I don't see him as many others would see him...

they would ask how did you get past that prickly exterior... or how did I get around the fact that he seems to keep people at arms length... how did I get him to open up and do more then just answer direct questions... how did I get past the sarcasm and the acerbic attitude...

For the most part I would have to say that I don't really know...

I talked to him... I listened to him.. we connected on some level even before knowing each other's real names...

Even before ever seeing each other or hearing each other's voices... we would talk for hours...days...weeks... about everything... (almost)

We would be there for each other... I didn't see him as any of those things... at least not to me... though to me the sarcasm is and was funny because I do it too...

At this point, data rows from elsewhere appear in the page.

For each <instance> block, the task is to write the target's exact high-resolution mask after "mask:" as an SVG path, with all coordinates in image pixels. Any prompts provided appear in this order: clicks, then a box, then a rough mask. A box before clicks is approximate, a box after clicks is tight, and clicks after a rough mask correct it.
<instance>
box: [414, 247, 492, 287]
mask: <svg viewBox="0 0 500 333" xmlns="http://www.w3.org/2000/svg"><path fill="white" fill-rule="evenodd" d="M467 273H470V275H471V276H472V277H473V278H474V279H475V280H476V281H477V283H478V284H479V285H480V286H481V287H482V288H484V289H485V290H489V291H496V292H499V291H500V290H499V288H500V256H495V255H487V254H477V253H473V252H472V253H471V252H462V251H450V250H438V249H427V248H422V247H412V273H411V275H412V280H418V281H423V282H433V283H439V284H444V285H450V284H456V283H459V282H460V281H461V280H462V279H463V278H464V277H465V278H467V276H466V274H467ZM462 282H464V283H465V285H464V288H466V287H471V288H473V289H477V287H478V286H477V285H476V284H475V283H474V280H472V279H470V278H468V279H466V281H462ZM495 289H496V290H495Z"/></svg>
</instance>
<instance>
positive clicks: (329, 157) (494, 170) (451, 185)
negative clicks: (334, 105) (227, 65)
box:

When finally we met in person I didn't see any of those things until witnessing them being done to others... then I thought it was funny... and I felt special... I felt like I had been let in to see the real him before ever seeing him and that somehow I got the secret key to the other parts of him...

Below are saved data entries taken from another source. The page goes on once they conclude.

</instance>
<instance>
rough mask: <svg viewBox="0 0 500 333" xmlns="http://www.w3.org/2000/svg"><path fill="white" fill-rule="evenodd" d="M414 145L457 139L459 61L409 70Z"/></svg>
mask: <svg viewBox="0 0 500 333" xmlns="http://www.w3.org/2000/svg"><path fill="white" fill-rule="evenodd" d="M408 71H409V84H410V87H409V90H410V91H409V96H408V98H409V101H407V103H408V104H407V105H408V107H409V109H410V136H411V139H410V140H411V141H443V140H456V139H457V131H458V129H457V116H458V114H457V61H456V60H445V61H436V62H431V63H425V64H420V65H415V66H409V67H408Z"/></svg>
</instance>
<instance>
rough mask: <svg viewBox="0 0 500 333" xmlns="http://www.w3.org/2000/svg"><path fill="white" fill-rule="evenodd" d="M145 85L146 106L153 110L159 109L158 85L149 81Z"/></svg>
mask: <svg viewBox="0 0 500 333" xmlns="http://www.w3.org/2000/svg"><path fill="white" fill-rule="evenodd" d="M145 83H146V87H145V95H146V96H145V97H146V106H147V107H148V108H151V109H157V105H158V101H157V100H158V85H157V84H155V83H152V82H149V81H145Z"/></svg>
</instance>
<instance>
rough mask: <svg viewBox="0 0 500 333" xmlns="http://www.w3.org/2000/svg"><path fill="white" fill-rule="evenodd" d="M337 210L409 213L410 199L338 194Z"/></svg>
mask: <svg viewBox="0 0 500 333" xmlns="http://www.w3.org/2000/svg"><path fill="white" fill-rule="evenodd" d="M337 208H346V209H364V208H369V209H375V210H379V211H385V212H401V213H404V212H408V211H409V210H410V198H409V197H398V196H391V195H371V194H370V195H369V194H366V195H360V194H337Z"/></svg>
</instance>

The caring, compassionate, generous, loving, nurturing, gentle, vulnerable, protective... sides...

You know the sides that all girls read about in romance novels and dreamily sigh and say 'oh I wish...'

When I was angry...he was there to calm me down... when I was sad, he was there to hug me... when I was upset and shutting down he was there to hold my hand and tell me that it will pass and everything will be alright again... when I was sick he was there to help me to stand up when I couldn't do that on my own... when I could barely move without groaning in pain he was laying there beside me holding my hand and rubbing my back... he was there to help my family even when he didn't want to get out of bed... he was there at night whispering with me in the dark until the wee hours of the morning... he made me feel important to him when in a crowd of people that made me feel small... he held my hand at a time when it would have been most awkward, without a care...

He did all the things that would make me fall in love with him... after I had already fallen in love with him...

He makes it so easy for me to love him...

I will say, he's not perfect by a long shot... but the fit is too snug for him to not be perfect for me...

The Divine truly have a cruel sense of humour.